23.7.09

Quilombolas e alguns sonhos!

Estava eu passeando pela globo.com (isso já faz algum tempo) para saber o que acontece no Brasil, quando me deparei com uma reportagem que me fez lembrar dos quilombos de Alcântara e de algumas pessoas especiais que conheci por lá.

A matéria contava a história de dona Maria Rita, de 111 anos que mora em Sergipe e tinha um único e grande sonho: ter uma casa de alvenaria. Com dez filhos, cinquenta e nove netos e cinquenta e sete bisnetos, esta jovem sergipana filha de escravos fez apenas uma exigência: que sua casa tivesse banheiro dentro do espaço e não no quintal, como ocorria na casa antiga.

Ao ler essa reportagem e ver a imagem de dona Maria, lembrei de algumas figuras maravilhosamente cativantes que conheci durante o trabalho nas comunidades remanescentes de quilombos de Alcântara. Muitos deles, perto da idade de dona Rita e ainda com uma vitalidade e memória incrivéis e com o mesmo problema (casas de taipa, sem banheiro ou fossa), porém com outros sonhos. Casas simples, sem infra-estrutura, muitas sem luz até, mas que nem por isso, afetavam a alegria dessas pessoas. Claro, tinham suas reclamações, mas nada apagava o vigor que se via no brilho de seus olhos.

Assim como em muitas comunidades espalhadas pelo Brasil, as de Alcântara também vivem uma realidade de muitas faltas: educação, infra-estrutura, saneamento básico, saúde e etc. Não foram poucas as pessoas com quem falamos, nem poucas as vezes em que percebemos ao chegar nas comunidades, as muitas necessidades que estas apresentavam. Faltam ações públicas e tudo mais nesses sítios quilombolas e ações que precisam ser imediatas. Além disso, deu-me tristeza ver que em muitas delas, não se dança mais tambor de crioula, não se encontra mais um terreiro de mina (religião que predomina!), muitas outras manifestações da cultura imaterial das mais de cento e duas comunidades percorridas. Ou seja, trabalho para ser feito lá tem muito!

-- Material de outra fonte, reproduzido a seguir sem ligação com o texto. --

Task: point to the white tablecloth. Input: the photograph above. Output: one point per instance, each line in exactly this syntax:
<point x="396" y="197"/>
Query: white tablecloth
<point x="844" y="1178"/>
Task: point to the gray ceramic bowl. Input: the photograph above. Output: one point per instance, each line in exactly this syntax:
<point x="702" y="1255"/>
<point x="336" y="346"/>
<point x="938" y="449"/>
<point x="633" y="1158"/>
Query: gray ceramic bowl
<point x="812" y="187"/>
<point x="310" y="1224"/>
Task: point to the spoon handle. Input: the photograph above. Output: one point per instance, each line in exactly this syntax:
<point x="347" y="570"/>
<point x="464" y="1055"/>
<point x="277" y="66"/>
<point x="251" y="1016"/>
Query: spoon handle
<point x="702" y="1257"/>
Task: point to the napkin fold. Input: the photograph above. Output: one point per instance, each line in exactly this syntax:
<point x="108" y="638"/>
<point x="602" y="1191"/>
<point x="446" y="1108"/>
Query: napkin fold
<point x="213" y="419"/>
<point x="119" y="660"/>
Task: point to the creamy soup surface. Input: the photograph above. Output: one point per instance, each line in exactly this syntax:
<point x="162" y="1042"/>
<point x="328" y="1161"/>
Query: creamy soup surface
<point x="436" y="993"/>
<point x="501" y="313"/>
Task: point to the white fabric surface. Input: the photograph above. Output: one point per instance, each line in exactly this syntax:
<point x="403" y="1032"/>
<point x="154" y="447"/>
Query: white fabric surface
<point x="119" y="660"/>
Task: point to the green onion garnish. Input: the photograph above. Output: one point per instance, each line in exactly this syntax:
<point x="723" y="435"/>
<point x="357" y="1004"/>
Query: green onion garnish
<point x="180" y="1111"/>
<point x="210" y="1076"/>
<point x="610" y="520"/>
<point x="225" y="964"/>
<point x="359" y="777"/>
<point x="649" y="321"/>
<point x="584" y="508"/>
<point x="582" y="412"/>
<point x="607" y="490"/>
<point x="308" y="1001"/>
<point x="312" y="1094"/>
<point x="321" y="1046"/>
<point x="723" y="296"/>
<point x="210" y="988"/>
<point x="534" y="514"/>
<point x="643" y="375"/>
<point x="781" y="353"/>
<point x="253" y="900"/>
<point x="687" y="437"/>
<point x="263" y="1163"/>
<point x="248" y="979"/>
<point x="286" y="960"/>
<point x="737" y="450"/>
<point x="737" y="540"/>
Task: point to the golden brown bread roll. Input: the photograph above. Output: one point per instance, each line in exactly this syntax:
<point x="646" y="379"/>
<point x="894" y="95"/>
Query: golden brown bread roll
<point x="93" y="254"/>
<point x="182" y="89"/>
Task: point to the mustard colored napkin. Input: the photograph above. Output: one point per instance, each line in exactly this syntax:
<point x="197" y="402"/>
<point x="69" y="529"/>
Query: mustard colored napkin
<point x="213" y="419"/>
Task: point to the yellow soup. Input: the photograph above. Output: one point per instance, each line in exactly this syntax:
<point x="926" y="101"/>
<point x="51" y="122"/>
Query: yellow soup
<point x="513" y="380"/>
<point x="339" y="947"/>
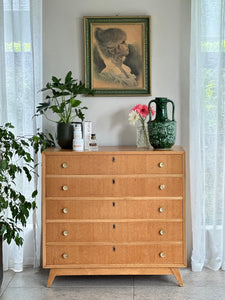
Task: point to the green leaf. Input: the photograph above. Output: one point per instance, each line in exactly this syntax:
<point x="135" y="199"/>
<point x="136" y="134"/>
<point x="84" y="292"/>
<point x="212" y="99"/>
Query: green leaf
<point x="34" y="194"/>
<point x="74" y="102"/>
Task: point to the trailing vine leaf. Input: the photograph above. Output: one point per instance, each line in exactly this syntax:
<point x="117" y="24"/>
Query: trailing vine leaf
<point x="16" y="161"/>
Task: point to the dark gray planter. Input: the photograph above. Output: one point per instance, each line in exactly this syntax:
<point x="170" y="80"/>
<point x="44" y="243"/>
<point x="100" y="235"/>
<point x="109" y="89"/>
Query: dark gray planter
<point x="65" y="135"/>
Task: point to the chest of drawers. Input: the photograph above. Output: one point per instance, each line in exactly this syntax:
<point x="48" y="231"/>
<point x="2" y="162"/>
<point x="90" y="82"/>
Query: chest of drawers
<point x="120" y="210"/>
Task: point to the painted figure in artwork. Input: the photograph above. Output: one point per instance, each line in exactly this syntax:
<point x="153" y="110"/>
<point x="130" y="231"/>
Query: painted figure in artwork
<point x="110" y="54"/>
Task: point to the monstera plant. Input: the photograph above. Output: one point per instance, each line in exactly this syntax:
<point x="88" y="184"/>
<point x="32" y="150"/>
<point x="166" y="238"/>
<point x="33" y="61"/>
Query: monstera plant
<point x="61" y="100"/>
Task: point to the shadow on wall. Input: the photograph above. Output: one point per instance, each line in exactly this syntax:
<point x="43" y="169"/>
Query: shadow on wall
<point x="126" y="133"/>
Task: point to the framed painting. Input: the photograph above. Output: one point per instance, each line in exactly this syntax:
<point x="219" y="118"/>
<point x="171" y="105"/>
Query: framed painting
<point x="117" y="55"/>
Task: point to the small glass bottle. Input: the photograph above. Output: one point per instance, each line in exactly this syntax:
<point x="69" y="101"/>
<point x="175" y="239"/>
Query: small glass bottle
<point x="78" y="142"/>
<point x="93" y="145"/>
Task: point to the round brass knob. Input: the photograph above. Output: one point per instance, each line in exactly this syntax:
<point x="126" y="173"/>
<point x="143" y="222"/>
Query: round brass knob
<point x="65" y="187"/>
<point x="65" y="233"/>
<point x="162" y="187"/>
<point x="162" y="254"/>
<point x="161" y="209"/>
<point x="65" y="255"/>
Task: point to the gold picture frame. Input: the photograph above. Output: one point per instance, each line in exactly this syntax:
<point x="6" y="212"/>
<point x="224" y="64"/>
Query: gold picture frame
<point x="117" y="55"/>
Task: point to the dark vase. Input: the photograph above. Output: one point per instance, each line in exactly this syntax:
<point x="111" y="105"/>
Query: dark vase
<point x="162" y="131"/>
<point x="65" y="135"/>
<point x="1" y="264"/>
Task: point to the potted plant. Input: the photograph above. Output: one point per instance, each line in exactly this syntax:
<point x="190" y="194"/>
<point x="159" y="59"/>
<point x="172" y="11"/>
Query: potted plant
<point x="15" y="160"/>
<point x="62" y="101"/>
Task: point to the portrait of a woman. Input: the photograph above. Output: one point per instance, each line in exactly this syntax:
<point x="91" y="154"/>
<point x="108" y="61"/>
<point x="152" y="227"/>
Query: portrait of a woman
<point x="116" y="63"/>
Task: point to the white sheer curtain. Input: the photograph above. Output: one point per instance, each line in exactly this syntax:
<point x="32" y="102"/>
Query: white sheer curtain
<point x="207" y="131"/>
<point x="20" y="80"/>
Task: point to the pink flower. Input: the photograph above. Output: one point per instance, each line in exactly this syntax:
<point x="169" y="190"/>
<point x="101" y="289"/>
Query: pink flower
<point x="152" y="111"/>
<point x="136" y="108"/>
<point x="142" y="110"/>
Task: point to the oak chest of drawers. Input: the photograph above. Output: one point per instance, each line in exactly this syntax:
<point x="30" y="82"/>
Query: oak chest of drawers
<point x="120" y="210"/>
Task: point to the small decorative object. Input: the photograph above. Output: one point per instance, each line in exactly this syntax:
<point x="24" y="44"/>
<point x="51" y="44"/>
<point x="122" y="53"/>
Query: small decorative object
<point x="87" y="133"/>
<point x="62" y="101"/>
<point x="78" y="142"/>
<point x="162" y="131"/>
<point x="137" y="117"/>
<point x="93" y="145"/>
<point x="117" y="55"/>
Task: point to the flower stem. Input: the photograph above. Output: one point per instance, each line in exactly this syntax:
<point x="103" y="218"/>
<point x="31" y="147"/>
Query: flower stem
<point x="145" y="133"/>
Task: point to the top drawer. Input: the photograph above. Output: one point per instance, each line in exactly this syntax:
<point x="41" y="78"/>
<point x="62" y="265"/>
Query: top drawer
<point x="113" y="164"/>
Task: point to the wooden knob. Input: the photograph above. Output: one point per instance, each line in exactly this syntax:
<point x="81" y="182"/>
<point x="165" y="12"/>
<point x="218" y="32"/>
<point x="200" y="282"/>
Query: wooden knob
<point x="161" y="164"/>
<point x="162" y="254"/>
<point x="161" y="209"/>
<point x="162" y="232"/>
<point x="162" y="187"/>
<point x="65" y="233"/>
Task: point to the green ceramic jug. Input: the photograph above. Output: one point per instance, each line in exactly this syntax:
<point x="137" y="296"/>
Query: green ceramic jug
<point x="162" y="131"/>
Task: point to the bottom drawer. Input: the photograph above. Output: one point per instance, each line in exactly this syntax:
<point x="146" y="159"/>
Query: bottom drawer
<point x="117" y="254"/>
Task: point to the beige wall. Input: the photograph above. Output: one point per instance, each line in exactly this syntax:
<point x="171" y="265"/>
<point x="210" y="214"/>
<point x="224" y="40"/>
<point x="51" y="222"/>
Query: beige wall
<point x="170" y="43"/>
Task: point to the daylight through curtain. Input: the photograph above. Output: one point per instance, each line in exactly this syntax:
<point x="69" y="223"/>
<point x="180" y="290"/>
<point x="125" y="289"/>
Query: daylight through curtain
<point x="20" y="80"/>
<point x="207" y="133"/>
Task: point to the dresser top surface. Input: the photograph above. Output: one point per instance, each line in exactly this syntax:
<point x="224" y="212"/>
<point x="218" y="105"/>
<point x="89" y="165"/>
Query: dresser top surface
<point x="112" y="149"/>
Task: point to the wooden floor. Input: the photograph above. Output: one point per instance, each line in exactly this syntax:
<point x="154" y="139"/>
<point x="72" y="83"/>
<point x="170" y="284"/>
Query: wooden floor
<point x="31" y="285"/>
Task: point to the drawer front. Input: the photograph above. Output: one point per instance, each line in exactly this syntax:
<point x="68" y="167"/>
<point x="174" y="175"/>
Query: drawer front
<point x="113" y="209"/>
<point x="113" y="164"/>
<point x="117" y="254"/>
<point x="114" y="231"/>
<point x="114" y="186"/>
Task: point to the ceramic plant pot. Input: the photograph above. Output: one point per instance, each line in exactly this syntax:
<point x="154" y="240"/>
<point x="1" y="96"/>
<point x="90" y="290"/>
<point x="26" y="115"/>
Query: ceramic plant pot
<point x="65" y="135"/>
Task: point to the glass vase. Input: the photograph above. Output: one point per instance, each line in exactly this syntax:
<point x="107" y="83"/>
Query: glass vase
<point x="142" y="140"/>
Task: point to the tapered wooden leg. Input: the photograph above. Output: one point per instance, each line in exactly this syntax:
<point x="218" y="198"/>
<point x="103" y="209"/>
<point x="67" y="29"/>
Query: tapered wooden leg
<point x="176" y="273"/>
<point x="51" y="277"/>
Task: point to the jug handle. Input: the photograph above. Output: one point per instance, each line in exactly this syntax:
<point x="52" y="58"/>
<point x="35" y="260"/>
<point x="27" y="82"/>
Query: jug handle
<point x="173" y="108"/>
<point x="149" y="109"/>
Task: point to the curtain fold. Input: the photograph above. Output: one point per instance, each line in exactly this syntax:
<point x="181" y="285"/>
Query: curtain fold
<point x="20" y="80"/>
<point x="207" y="133"/>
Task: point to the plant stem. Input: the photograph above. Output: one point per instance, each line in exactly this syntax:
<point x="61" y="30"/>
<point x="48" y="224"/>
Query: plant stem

Mais que a questão da infra-estrutura e etc., o que me chamou a atenção nessa reportagem foi a simplicidade de dona Maria, que me fez lembrar da simplicidade de um outro filho de escravo, quilombola, que sorria feliz ao me contar sua história, como sua mãe tratava os filhos, como ensinou-lhes as coisas e ao contrário do sonho de dona Maria, o dele, que também era solitário, era apenas uma dupla: saber ler e escrever e não só assinar o nome. Assim seu Joaquim lamentava e apresentava uma sabedoria de vida como poucas vezes vi. Sua fisionomia lembrava um preto velho, com sua barba branquinha e uma feição serena. Eu, embebecida por aquela figura, em minha pouquíssima experiência de vida (para não dizer nenhuma!), disse-lhe apenas que a vida tinha feito certo, pois se ele soubesse ler e escrever com aquela inteligência, sabedoria, perspicácia, não prestaria (rsrs), definitivamente não daria certo. Ele riu! Não sei se o que me encantou nele foi sua sabedoria ou simplicidade; ou sua figura emblemática...só sei que apaixonei-me!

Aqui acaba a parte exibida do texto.